What does it mean to write a programming language?

Yasmine Hartung
There She Codes
Published in
3 min readJul 9, 2019

When you start learning a new programming language, you often start off by learning a little of the history behind the language, like how Javascript was written in 10 days or that Ruby was written by Matsumoto to be a simple, truly OO language.

But what does that even mean, to write a programming language?

Well, honestly, basically anyone can write a programming language and post it to github. This can be a very educational process, though also very long.

So how do you start writing a programming language?

Interpreted vs Compiled

Interpreted languages step through the code as it’s called, figuring out what to do as it goes.

Compiled languages figure out what they have to do at the beginning, change it all to a machine language that runs faster, and saves all the data for later, whenever it may be needed.

So how do you decide which language you want to write?

Interpreted languages are usually easier to work with and more flexible but compiled languages have better performance. This is obviously a very high overview of the issue, but when you come to write a language, one will probably make more sense than the other for your specific uses.

Implementation Language

The second step to writing a programing language is choosing which other programming language you will be writing it in

I know, it’s weird, but all programming languages are written in another language. somehow, the message has to get down to binary.

For example, Ruby’s implementation language is C. Javascript can have many implementation languages, according to the browser running the Javascript, but it is usually implemented with C or C++. Some browsers even run it on Java. That being said, you should try to decide on a single implementation language in order to optimize performance.

When thinking about which language will implement your code, you should think about whether your language is compiled or interpreted. If your language is interpreted, a compiling implementation language is usually preferable as it doesn’t compound the performance issues that come the interpreted languages.

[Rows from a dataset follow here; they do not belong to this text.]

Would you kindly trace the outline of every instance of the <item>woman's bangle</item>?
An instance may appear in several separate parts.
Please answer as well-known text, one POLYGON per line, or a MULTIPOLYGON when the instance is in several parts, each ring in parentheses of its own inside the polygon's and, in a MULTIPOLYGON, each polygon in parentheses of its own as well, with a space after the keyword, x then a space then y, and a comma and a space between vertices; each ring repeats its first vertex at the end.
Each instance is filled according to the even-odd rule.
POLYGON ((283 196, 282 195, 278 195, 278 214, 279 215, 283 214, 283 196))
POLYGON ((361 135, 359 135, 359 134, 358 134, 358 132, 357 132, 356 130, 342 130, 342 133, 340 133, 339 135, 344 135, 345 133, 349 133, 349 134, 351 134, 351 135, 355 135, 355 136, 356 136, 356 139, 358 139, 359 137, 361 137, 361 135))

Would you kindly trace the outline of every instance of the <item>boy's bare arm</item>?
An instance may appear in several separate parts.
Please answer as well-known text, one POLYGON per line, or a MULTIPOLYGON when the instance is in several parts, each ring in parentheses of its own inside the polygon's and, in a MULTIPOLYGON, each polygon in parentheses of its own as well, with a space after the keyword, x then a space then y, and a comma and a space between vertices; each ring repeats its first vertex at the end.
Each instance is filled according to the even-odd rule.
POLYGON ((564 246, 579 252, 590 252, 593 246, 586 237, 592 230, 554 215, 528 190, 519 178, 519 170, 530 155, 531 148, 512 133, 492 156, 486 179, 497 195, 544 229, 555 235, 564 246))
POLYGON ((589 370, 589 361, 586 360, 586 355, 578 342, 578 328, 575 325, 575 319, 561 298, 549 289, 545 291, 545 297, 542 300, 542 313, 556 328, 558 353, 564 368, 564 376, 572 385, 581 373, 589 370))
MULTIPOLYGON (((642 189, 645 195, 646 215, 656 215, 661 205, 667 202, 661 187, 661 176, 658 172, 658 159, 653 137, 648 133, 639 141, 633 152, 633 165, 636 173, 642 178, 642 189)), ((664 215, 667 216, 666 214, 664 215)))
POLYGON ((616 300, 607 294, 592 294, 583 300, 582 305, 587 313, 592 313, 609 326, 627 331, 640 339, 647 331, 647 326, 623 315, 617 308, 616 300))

If your language will be compiled, an interpreted language should be good enough.

Lexer

Next, you have to build (or outsource) your lexer. Whats a lexer? It basically chops up each line of code to tokens. What’s an operator? What’s an identifier? Whats a number? It’s responsible for giving each line of code it “role”. It writes all this information out as a list, ready for the next step of interpreting the code.

Parser

After a lexer you have to build or outsource your parsers. The parser's job is to order the list of tokens. It does things such as take into account parentheses and order of operations.

It splits the tokens into an Abstract Syntax Tree which is a node tree. It starts by evaluating the bottom and works its way up.

From the Abstract Syntax Tree, you have to build something for the code to actually run on. This requires things like context and certain nuances that might be specific to your language. This is where the actual language implementation is required. Does your language have global variables? Does it cement which data types are accepted as arguments for functions?

Once you write this out, sometimes referred to as intermediate representation, all you have left is to build your compiler or interpreter and you're done!

jk, that's a lot. But now at least you know the path. Go forth, my son, and create programming languages.

--

--